In conclusion, HIV and STI rates found in this study confirm the high risk and vulnerability status of MSW in Côte d'Ivoire. There is a definite need for more studies exploring risk and risk perceptions among MSW in more depth, including the risk taking with different types of clients and with other male and female partners. There is also a need for developing and validating simple and rapid point of care tests in addition to specific algorithms for the diagnosis of STI in MSW and MSM. Finally, better understanding of the needs and size of this target population will contribute to the provision of adapted low-threshold services, including the promotion of condoms and lubricant gel, STI diagnosis and treatment, as well as HIV testing and treatment for the infected.
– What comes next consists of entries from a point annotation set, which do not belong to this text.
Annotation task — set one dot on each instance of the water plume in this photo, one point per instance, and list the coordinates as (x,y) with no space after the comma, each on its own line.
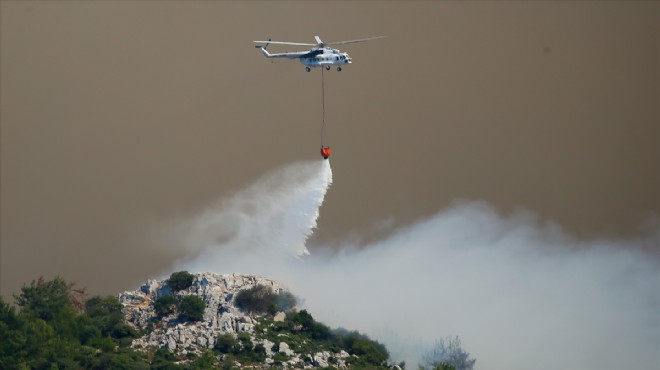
(521,294)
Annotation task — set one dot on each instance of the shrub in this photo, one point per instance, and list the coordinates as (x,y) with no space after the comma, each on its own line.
(180,280)
(191,308)
(262,299)
(448,354)
(226,343)
(165,305)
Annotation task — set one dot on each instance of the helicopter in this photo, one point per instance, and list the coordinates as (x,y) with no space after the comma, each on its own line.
(321,55)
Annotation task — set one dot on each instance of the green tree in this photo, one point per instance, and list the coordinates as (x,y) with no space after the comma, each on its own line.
(165,305)
(105,313)
(191,308)
(44,299)
(448,353)
(262,299)
(12,332)
(180,280)
(226,343)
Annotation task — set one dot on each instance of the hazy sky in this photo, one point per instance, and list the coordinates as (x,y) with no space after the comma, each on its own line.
(118,117)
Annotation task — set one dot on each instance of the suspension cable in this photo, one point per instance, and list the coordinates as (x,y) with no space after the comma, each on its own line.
(322,104)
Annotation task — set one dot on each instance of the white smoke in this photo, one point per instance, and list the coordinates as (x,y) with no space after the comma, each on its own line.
(519,294)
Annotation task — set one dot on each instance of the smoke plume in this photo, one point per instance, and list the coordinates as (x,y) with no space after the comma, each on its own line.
(520,294)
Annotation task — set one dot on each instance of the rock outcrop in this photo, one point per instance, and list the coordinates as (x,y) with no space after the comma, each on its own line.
(221,316)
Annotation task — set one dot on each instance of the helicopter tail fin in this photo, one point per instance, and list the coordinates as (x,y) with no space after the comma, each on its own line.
(263,49)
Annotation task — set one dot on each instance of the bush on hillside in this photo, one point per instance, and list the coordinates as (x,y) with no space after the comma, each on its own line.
(262,299)
(180,280)
(191,308)
(165,305)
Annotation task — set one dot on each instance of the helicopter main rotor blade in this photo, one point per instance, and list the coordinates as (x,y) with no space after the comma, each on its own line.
(352,41)
(284,43)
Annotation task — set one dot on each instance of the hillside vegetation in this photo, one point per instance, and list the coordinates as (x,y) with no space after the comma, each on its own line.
(56,327)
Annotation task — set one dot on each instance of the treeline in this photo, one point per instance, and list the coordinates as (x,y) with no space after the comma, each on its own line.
(54,326)
(54,329)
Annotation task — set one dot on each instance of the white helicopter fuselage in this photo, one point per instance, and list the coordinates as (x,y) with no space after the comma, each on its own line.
(327,57)
(321,55)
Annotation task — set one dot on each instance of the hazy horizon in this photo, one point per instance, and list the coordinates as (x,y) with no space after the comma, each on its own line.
(118,117)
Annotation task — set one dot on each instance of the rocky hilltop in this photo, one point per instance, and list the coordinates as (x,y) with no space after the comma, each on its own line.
(222,319)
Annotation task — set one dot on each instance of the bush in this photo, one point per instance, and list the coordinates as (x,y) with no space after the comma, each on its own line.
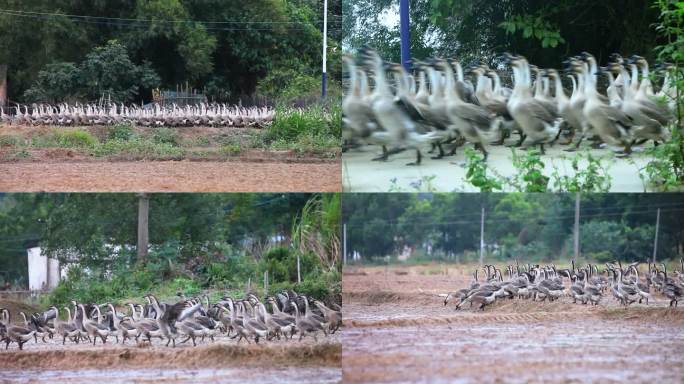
(121,131)
(165,136)
(232,149)
(66,139)
(138,147)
- Male sex workers (MSW) are at high risk for sexually transmitted infections (STI) and HIV in Côte d'Ivoire, with 50% of them infected with HIV and 13% with Neisseria gonorrhoeae.
- Condom use is relatively high among MSW; however, more studies are needed to explore risk and risk perceptions among MSW in more depth.
- There is an urgent need for the development of simple and rapid point of care tests for the diagnosis of STI in MSW and MSM.
- There is a need for tailored services and simple STI algorithms for MSM and MSW.